The test’s design allowed them to measure open-mindedness, preference for predictability, decisiveness, comfort with ambiguity, risk-taking aptitude and more. Their experiment in uncertainty, which came out of uncertainty, “was all of a sudden helping thousands of people get better at uncertainty.” They proved that uncertainty tolerance is a trait that can be developed.
From the research, Conniff knows that not only is “uncertainty the number one driver of anxiety, but it is also the number one driver of humans at their problem-solving best.” Uncertainty is certain, what matters is how you respond to it. Whether a climate crisis, a global pandemic, team member troubles or client retention, “this fragility is all of our opportunity, and the answer to how we respond will be in our tolerance to uncertainty.”
Conniff added that, “If correctly harnessed, far from being the underlying cause of so many of our problems, uncertainty could well be seen as the most valuable tool entrepreneurs have for unlocking possibility.” Our heightened sense of problem-solving means we find new opportunities and new answers. We discover solutions in places others have missed, leading to business breakthroughs, unique insights and game-changing inventions.

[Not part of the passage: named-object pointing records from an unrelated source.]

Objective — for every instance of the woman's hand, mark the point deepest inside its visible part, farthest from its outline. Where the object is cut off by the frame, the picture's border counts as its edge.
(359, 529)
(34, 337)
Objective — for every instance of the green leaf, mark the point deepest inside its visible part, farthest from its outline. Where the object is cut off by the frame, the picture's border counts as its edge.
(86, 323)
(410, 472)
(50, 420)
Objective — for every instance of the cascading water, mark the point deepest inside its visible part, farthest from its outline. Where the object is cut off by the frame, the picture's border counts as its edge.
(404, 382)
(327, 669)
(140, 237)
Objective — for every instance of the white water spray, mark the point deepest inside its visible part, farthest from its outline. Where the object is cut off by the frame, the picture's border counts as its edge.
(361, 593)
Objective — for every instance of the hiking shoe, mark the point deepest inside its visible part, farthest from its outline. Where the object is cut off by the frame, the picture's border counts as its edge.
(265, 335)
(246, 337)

Raise your uncertainty tolerance
The tests Conniff and his team put together have practical implications for how individuals can raise their tolerance for uncertainty. It’s simply in your trained response to the concept. You can train yourself to accept and even welcome uncertainty simply in whether you think of it as something that will harm you or help you. The next time you feel anxious or fearful of the future, be mindful. Aim to see the opportunity instead of the dread. Believe that this uncertainty will help you, which all the research points to. While others are burying their head in the sand, wishing it to pass, you’ll be welcoming a new future with open arms. It’s this future that those cowering and hiding will miss.

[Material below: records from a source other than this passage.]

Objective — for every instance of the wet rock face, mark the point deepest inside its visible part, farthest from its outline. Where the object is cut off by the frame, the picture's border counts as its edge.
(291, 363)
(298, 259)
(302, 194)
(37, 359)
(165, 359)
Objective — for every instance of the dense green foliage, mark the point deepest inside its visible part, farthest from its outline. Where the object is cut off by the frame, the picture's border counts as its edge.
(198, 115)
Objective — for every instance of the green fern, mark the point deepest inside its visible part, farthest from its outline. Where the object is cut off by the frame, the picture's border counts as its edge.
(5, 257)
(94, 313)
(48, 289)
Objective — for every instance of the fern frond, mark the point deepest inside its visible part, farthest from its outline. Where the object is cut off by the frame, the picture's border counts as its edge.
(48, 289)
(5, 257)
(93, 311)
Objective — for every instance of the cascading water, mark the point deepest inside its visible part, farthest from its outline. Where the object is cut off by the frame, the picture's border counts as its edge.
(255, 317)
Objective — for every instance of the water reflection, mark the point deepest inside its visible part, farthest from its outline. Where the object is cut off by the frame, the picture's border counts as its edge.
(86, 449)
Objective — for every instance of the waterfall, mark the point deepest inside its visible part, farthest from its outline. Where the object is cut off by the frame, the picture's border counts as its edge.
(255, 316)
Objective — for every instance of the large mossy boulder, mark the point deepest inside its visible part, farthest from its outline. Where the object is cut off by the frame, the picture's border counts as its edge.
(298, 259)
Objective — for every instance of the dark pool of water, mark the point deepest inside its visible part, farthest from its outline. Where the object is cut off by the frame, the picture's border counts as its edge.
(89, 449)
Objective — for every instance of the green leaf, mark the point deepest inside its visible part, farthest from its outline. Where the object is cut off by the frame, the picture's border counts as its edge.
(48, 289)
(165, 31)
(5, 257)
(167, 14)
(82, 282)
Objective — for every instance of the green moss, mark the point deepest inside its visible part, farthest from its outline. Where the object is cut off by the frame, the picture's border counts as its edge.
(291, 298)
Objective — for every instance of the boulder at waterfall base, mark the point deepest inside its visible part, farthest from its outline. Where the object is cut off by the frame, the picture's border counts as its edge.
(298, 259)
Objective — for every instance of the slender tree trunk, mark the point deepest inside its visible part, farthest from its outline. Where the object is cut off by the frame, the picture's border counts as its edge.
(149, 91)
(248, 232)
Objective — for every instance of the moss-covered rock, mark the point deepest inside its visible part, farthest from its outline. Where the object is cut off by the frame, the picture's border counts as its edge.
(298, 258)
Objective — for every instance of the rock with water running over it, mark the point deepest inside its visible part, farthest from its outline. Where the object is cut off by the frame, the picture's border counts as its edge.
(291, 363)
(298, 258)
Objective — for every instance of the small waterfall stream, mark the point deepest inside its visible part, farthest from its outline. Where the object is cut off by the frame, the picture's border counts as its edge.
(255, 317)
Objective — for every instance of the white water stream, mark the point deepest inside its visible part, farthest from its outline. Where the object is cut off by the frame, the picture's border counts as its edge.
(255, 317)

As Conniff says, “Uncertainty is inevitable. How you respond is up to you.” With more visibility over the world’s events, uncertainty can seem like it’s more frequent than ever before. So if uncertainty is certain, equip yourself to handle better anything thrown at you. Train yourself to love it. Every time you write a plan, accept it as the rough draft it is: subject to change, adaptable to new information and probably not going to manifest in its current form. Responding to uncertainty with open arms and an eagerness to explore is how to get the benefits without the downsides.